There are hardcore U2 fans for 30 years that can speak at length about why they don’t like the newer songs or which albums were the best. To be informed and deep dive into any brand is to also intimately know its flaws.

I’m a first generation Star Wars fan and I can still respect the Original Trilogy even if I don’t see much to respect in the follow-ups. I can love Terminator and T2 and be annoyed that Cameron decided to kill off the point of those earlier films. And that irritation is not something to shade with pathology.

If movies are a delivery device for clumsy social messaging, that shows a disrespect for all of the other elements that go into good storytelling. Toxic this and toxic this and man babies…. all part of a playbook for spin and misdirection.
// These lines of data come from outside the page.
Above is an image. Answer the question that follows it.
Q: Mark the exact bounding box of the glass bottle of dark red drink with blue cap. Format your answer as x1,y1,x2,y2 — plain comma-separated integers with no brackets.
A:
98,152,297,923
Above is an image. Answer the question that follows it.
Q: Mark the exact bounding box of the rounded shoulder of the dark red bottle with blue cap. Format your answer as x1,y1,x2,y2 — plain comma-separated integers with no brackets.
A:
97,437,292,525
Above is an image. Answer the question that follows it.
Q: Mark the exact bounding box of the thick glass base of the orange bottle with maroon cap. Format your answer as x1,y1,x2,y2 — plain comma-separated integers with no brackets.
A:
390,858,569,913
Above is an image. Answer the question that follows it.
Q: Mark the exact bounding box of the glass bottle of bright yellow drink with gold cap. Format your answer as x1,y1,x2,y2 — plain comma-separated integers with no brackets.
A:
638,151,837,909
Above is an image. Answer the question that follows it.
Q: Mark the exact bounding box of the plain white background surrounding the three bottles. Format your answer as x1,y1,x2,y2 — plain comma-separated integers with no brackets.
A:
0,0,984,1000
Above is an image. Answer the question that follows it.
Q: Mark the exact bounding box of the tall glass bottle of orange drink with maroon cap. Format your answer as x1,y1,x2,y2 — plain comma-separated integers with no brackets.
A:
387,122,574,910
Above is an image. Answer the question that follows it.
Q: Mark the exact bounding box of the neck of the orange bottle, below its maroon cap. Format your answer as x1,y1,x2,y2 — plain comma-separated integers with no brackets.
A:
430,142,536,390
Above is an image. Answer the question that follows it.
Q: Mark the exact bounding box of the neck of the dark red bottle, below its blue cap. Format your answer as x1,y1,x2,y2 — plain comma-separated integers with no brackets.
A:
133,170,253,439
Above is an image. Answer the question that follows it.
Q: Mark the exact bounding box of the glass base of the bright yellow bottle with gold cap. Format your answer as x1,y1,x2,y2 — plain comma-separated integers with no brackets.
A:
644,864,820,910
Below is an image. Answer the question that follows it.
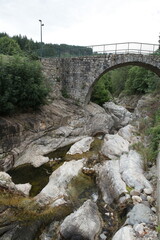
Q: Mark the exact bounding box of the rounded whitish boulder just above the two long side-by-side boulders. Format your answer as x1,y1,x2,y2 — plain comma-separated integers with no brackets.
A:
101,134,129,159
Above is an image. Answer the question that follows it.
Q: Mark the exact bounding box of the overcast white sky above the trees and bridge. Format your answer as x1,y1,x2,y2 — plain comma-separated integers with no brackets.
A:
0,0,160,46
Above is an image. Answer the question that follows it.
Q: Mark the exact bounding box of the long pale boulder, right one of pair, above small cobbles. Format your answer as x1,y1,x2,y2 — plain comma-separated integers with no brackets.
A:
120,150,153,192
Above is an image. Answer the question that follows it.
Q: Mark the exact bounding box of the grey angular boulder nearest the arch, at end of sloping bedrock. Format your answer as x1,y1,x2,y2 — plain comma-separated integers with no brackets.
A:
103,102,132,129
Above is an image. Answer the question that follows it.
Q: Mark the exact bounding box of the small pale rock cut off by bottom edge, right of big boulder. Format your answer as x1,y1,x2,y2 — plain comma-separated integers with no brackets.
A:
112,226,136,240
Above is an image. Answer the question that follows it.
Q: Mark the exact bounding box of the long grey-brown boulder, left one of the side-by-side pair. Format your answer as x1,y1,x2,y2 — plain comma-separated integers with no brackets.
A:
95,160,127,204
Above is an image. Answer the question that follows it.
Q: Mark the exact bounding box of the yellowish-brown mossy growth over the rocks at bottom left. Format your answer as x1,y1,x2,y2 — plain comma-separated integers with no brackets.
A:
0,190,71,224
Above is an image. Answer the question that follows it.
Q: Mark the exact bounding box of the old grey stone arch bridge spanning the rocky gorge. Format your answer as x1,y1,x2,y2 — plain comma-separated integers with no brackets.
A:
41,43,160,105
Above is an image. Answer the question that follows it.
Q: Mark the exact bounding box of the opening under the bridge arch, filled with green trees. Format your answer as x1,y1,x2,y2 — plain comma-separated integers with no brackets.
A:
86,62,160,105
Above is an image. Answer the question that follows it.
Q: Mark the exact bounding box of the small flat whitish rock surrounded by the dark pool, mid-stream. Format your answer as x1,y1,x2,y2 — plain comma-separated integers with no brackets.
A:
67,137,94,155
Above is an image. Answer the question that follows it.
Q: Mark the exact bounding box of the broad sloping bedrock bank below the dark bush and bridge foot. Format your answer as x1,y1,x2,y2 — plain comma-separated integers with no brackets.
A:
0,100,113,171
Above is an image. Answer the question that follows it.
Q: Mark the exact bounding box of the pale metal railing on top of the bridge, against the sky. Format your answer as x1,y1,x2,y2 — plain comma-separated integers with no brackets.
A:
87,42,160,55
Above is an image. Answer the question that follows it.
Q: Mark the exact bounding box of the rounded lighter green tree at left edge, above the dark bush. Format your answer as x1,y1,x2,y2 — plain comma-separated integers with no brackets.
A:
0,36,22,55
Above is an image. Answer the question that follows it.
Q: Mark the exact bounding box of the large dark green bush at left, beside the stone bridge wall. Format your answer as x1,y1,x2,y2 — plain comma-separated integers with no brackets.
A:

It is about big money movie studios with huge marketing budgets for tent pole projects punching down at the average potential moviegoer, sometimes with a dash of gas lighting to make a percentage of audience members afraid of speaking up against what is being pushed, the movie or the blind preemptive insults from actors, writers or directors who promote the myth of the truly racist, sexist, homophobic troll who is the only sort of person who would respond to Ghostbusters 2016 (sometimes marketed as Answer the Call, except in the movie itself where it is still just called Ghostbusters) or who would dare celebrate Jason Reitman reverting to the continuity of the 1980’s iteration that actually had a built in fan base, possibly Generation X but also built from decades of home video formats and releases and a cartoon series featuring the original characters.  It must be a horrible misanthrope who would dare prefer the pre-Disney novels of the Extended Universe, like Heir to the Empire, as opposed to an appropriation of Luke Skywalker that would creep up to his sleeping nephew to possibly kill him and then to opt out of any positive action he could contribute because now he believes all good actions will be greeted with an equally opposite reaction in a galaxy far, far away so why bother fighting the good fight.

The way to deal with “angry fans” is make note of their market feedback, and avoid characterizing them politically. Because some Coke fans hated New Coke, and some are knowledgeable enough to say the New Coke/ Coke Classic was a marketing genius strategy to disguise the switch from cane sugar to corn syrup. Right now we have entered the corn syrup age of cinema.